Closed Nikanoru closed 4 months ago
This is expected behavior, and I'm not sure of an easy way to address these two things.
The first one, where usually the first word of a new chapter will have a space after the word is due to the ebook formatting. Many (most?) books will have the first letter of the first word much larger, sometimes in a different font. When extracting the text, these get pulled out as two individual elements. Now that I think about it though maybe I could check to see if the first element is a single character followed by a space, and drop that space. The problem though is this is not super consistent, some books I have converted to text did not have this issue.
The second problem (where"-" is converted to ",") is something I put in when I found XTTS would make weird sounds sometimes when there was punctuation in a word. During conversion, a bunch of "special characters" are replaced with commas. It might be worth adding in a flag that allows the user to skip this part if so desired, then any audio issues or other errors that come up from it would be just a side effect of choosing to "skip sanitize".
I'll keep this issue open, and will add --skip-sanitize
as an option (but it might be a little while before I get to it).
I'm adding --skip-cleanup
as an option that, if specified, will not remove special characters. It should help with what you ran into.
I hope it's not an issue if I respond here, I am not sure about the workings of Github with closed issues, so I hope it's not a problem.
Thank you for your swift action on this issue :)
I wonder, since the 2 different programs I tested for epub -> txt did not create those extra spaces, would it be possible to get inspiritation from them? I am not sure how all this works, but both programs are open source here on github.
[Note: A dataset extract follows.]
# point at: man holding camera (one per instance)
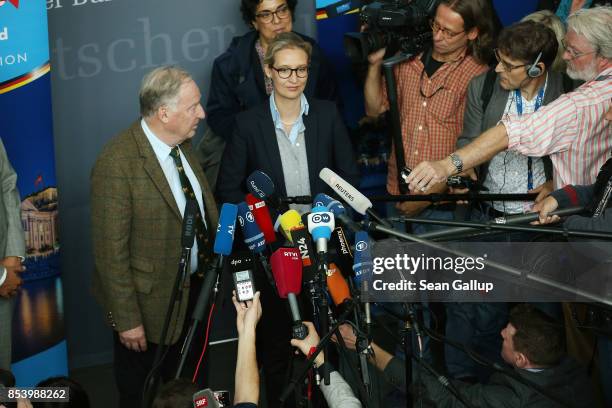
(432, 89)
Anyways, great to see you are still working on your program and helping folks out. :) If there will ever be a possibility of providing you some financial thanksgiving :P please let me know.
I will take a look when I get a chance and see if I find any inspiration :)
Hello!
A friend asked me if I could do another epub to audio with your program for him and I encountered some issues with the epub -> txt conversion.
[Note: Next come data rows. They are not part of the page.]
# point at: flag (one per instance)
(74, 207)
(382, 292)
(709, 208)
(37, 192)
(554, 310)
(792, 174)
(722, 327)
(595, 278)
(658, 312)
It seems in the first sentence of every new part, there is an added space inside of a word. So for example instead of "Word" it will be "W ord". And also the "-" or "--" characters seems to sometimes? turn into ","
I wasn't sure if there is something wrong with the epub or the conversion process, and it seems it is indeed the latter. I tried a different program to do the conversion and indeed the extra spaces and extra punctiation was not there, but unfortnately the nice "Part Feature" is not availible there.
I included a few screenshots to highlight what I mean. Left side of the picture is from epub2tts and right side is the other program (https://github.com/kevinxiong/epub2txt).